Andamos no mundo com um ponto de interrogação sobre a cabeça. O que era verdade hoje já não o é amanhã.
Tudo o que a humanidade conquistou foram utopias pelas quais lutaram contra as ditaduras.
As utopias sobre o fim das guerras, as utopias sobre as desigualdades sociais.
E o que vivemos hoje? Vivemos num mundo em que há cada vez mais violência, cada vez mais a distância entre os mais ricos e os mais pobres é cada vez maior.

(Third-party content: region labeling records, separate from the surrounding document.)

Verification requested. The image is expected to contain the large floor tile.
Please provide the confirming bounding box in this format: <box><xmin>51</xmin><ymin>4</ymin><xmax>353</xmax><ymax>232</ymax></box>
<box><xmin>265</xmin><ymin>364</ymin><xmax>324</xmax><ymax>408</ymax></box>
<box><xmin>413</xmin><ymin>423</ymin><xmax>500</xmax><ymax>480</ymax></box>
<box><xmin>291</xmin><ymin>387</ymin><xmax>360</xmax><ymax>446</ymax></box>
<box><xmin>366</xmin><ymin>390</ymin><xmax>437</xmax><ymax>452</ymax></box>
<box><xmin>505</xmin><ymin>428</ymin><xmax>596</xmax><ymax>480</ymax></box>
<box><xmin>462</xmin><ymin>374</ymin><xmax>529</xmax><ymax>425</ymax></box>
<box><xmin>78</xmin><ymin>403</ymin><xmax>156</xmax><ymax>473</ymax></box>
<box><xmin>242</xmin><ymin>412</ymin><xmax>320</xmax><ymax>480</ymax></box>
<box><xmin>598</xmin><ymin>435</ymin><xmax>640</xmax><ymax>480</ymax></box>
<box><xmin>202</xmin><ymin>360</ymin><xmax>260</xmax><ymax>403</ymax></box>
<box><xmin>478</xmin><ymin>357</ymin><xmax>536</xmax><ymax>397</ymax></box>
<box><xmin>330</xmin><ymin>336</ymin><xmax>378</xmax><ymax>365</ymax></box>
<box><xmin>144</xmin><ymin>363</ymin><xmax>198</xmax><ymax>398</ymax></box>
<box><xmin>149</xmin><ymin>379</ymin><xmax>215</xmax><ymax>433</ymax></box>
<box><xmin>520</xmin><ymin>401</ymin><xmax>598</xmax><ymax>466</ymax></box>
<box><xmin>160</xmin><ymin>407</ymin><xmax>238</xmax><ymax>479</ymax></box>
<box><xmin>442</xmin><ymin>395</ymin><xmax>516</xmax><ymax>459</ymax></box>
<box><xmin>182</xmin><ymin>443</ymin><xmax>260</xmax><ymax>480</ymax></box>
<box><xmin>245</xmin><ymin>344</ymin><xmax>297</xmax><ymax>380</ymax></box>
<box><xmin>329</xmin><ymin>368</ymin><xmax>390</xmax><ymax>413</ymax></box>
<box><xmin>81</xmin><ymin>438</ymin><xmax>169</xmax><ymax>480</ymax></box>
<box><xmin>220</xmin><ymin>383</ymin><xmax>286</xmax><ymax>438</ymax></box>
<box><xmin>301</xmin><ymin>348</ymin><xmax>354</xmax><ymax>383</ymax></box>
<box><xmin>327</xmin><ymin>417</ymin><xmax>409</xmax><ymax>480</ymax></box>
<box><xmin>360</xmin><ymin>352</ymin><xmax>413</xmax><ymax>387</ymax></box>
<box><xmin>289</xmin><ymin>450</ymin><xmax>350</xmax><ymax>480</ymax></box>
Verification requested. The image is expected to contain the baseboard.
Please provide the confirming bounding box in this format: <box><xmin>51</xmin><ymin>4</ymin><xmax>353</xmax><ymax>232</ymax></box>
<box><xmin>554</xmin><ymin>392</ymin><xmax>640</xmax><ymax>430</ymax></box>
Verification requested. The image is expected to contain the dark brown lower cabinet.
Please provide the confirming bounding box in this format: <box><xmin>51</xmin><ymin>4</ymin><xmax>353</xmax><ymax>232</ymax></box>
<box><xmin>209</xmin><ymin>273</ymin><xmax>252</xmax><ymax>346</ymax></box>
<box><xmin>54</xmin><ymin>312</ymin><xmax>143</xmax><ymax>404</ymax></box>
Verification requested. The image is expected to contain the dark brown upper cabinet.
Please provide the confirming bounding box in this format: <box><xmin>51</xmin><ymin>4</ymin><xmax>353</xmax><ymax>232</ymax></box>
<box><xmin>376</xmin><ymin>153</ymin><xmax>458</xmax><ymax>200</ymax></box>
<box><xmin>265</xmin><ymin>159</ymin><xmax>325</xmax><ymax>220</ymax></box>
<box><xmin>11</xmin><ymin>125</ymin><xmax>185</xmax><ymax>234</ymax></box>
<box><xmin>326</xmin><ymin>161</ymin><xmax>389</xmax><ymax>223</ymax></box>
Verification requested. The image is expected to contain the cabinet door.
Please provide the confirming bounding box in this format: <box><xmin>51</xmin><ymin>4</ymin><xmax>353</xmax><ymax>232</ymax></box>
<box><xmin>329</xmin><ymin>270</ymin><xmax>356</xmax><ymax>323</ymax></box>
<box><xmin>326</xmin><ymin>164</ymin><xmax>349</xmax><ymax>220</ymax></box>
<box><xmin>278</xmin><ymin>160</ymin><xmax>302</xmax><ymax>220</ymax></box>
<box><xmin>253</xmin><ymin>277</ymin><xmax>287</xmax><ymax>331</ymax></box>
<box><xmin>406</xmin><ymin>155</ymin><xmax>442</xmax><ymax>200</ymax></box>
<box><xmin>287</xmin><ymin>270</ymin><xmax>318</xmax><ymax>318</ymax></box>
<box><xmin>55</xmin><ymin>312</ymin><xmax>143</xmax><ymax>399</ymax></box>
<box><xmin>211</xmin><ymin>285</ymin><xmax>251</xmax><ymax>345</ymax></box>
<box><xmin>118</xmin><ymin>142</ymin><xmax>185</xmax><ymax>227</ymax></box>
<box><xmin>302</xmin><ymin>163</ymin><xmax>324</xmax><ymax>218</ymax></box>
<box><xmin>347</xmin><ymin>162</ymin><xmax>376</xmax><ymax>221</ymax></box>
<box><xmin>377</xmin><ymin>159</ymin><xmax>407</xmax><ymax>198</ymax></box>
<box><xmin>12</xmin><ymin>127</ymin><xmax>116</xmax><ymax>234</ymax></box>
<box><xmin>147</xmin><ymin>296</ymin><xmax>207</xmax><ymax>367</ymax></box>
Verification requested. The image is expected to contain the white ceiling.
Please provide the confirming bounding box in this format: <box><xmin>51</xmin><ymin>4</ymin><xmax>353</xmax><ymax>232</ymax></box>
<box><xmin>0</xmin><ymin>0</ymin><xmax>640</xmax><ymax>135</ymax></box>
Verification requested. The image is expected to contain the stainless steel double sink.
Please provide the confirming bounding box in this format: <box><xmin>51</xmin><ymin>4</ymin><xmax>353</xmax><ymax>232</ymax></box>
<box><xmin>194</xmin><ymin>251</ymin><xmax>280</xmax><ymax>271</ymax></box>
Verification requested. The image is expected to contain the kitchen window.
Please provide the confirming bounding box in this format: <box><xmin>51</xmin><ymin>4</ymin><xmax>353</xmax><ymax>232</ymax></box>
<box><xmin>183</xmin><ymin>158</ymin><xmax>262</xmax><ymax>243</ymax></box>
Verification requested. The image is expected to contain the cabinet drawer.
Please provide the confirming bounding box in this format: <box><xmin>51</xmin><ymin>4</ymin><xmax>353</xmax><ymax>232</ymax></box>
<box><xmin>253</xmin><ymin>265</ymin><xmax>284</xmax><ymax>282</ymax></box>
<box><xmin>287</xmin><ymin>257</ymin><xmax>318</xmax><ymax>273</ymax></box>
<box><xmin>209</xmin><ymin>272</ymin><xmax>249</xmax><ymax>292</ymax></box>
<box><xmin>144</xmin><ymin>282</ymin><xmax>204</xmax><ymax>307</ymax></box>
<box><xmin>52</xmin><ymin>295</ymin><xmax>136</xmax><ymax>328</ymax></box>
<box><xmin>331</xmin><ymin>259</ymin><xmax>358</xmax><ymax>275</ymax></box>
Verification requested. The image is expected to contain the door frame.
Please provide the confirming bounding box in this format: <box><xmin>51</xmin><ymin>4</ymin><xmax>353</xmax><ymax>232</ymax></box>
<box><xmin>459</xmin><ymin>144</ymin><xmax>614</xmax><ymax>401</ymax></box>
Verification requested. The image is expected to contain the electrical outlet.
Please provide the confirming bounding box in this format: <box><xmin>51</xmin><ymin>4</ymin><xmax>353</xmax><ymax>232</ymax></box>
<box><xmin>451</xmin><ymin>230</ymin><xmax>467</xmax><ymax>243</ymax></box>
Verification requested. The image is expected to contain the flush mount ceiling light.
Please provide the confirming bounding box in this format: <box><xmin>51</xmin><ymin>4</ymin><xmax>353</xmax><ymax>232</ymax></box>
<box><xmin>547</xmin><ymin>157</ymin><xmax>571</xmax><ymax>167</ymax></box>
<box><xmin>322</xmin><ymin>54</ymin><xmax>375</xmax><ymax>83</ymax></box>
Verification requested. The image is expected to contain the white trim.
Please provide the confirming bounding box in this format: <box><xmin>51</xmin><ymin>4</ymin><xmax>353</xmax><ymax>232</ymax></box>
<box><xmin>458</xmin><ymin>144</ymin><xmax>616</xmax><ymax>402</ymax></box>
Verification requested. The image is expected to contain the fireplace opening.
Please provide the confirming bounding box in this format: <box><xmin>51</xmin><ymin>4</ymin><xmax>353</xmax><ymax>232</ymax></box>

Silencia-se esta realidade com problemas de diversidade cultural devido à livre circulação entre países. Os problemas nacionais centram-se nas diversas culturas pela exclusão, pela calúnia, pela origem de todos os males sociais. A saúde está doente porque os emigrantes têm direito a recorrer aos cuidados de saúde, a educação deseduca porque há muitos alunos filhos de emigrantes que não falam português.
O mundo está a transformar-se pelo silenciamento das questões mais importantes, a diferença cada vez maior entre os mais ricos e os mais pobres, os que têm habitação digna para viver e os que vivem amontoados em quartos, os que vivem na rua; os que são explorados pelo horário de trabalho, pelos baixos salários, pelos despedimentos, pela denúncia dos ilegais.
Os governantes fazem discursos que nada têm a ver com a realidade que lideram, fantasiam, inventam, caluniam, apresentam dados falsos sobre a segurança e os emigrantes, querem à força mudar modos de vida culturais. Os meios de comunicação social não conseguem entrevistas criativas que levem os políticos a falar dos seus programas sociais, os políticos e comentadores fazem parangonas com casos isolados para se tornarem em flagelos sociais.
Faz-se um silêncio dissimulado que não causa ruído, o silêncio fez o chão sumir-se debaixo dos nossos pés…
O presente está esquecido do passado, não aprendeu as relações entre países democráticos e países ditatoriais, os mitos do futuro destoem-se com o presente, não há futuro pelos quais lutámos, há o vazio, o esquecimento, o silêncio que não é apaziguador.
Os Direitos Humanos e a Democracia estão a ser postos em causa, derrapando para o seu contrário.
Mas o silêncio que quer fazer esquecer, torna-se ensurdecedor apesar de pequenos, grandes gritos contra genocídios, matando inocentes, derrubando povoações com bombardeamentos, com as inverdades de cessar-fogo, com o impedimento de levar cuidados primários de saúde e alimentos.
Sim, falo de movimentos como as flotilhas. De repente o silêncio deu voz às injustiças, a crimes contra a humanidade. A extrema direita e muitas outras fações políticas foram ágeis em apontar o dedo a um erro de casting, em vez de valorizar quem quer responder ao silêncio sobre crimes contra a Humanidade.
O silêncio é cúmplice do mal viver deste mundo.
O ar do tempo é o entusiasmo e a recusa de novas tecnologias, a Inteligência Artificial, serão benéficas ou maléficas para as organizações sociais, para cada Ser Humano? Seremos os novos escravos em nome de avanços tecnológicos e não desfazedores de silêncios vários?
Admito que a revolução seja uma utopia, mas no meu dia a dia tento comportar-me como se ela fosse tangível. Continuo a pensar que devemos lutar onde exista opressão, seja a que nível for.